Both ECS and GKE solve the same problem: running containers reliably at scale. ECS excels inside AWS, tied neatly to IAM and CloudWatch. GKE runs anywhere Google Cloud can reach, backed by declarative Kubernetes goodness. Teams that operate across clouds often need both, and that is where “ECS Google GKE” stops being a search term and becomes a real headache to untangle.
The integration starts with identity. Instead of juggling keys, each cluster should trust a single provider like Okta or an OIDC-compliant IdP. Map those roles to Kubernetes service accounts or ECS task roles. The magic is not in the YAML, it is in the shared authority that keeps humans and workloads consistent.

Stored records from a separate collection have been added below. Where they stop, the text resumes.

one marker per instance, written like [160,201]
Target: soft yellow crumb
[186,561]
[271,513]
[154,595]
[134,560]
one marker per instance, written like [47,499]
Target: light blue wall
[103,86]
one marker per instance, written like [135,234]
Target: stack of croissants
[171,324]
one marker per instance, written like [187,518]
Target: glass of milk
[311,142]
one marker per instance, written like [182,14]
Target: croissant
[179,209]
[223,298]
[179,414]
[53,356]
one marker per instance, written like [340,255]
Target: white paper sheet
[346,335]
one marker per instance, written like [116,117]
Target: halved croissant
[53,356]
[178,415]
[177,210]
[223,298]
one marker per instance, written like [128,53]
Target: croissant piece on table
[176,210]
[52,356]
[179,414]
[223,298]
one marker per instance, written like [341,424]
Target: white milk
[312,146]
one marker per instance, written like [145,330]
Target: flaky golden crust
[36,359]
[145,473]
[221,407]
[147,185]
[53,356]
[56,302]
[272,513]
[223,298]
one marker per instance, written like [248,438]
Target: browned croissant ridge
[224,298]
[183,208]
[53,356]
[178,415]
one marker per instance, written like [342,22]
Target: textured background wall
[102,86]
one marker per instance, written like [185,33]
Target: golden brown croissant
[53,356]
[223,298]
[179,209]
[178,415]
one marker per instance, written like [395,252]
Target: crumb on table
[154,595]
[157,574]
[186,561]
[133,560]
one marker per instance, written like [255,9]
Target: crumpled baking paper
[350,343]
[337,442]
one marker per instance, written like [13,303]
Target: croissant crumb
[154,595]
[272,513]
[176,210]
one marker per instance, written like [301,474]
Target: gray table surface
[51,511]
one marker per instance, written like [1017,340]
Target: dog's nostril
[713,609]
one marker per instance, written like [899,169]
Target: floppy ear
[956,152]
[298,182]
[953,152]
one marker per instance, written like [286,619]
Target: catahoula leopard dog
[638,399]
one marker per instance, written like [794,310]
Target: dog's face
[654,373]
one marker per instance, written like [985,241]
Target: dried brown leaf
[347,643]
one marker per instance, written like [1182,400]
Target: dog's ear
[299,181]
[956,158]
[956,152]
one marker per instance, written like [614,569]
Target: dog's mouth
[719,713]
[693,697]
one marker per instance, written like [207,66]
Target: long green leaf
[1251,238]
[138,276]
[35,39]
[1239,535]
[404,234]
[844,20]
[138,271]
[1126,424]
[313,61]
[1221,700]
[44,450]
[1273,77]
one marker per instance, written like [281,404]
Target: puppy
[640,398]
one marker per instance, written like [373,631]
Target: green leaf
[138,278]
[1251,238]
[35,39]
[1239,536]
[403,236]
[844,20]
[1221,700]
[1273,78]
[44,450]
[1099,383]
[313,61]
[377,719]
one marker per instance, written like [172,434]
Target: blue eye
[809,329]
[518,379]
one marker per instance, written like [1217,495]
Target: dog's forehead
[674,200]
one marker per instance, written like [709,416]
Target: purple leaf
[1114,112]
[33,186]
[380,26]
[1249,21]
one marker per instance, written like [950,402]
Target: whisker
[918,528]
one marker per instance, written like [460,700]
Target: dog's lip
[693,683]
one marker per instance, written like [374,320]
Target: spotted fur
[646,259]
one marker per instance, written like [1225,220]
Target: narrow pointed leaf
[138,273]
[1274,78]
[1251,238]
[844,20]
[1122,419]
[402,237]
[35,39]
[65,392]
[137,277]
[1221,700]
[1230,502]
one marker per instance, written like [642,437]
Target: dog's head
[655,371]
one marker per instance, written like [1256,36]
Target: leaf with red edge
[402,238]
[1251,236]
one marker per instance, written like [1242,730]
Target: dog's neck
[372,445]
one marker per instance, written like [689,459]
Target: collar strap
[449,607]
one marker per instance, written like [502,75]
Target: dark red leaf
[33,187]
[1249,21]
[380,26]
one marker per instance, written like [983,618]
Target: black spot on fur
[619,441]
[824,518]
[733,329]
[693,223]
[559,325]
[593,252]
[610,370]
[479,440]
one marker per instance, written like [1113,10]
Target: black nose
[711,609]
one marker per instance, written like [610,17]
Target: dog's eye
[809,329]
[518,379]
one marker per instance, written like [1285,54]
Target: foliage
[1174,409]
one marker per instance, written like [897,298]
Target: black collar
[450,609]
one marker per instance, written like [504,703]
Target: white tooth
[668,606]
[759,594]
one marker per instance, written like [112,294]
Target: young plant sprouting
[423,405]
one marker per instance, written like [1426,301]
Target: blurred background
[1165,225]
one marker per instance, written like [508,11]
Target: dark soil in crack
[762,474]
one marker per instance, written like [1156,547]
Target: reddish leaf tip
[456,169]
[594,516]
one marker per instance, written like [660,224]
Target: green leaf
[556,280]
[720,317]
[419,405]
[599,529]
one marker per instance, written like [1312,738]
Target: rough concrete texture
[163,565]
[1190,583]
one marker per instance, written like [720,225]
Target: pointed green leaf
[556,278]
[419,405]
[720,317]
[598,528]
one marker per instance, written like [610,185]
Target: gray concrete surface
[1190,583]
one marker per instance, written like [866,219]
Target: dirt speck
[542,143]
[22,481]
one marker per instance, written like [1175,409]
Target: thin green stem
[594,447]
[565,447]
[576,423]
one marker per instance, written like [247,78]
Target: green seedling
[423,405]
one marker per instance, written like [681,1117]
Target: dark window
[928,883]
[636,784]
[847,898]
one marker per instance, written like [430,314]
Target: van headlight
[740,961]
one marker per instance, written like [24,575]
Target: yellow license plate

Once credentials flow through federated identity, you can automate deployment pipelines that span ECS and GKE without leaking static secrets.
Network policy alignment comes next. Use common service meshes or consistent ingress patterns so traffic policies match across clouds. Developers can route services through a unified domain model rather than guessing where “prod-api-west” actually lives. Secrets managers such as AWS Secrets Manager or Google Secret Manager can integrate with both, as long as you pin lifecycle rotation to your CI events.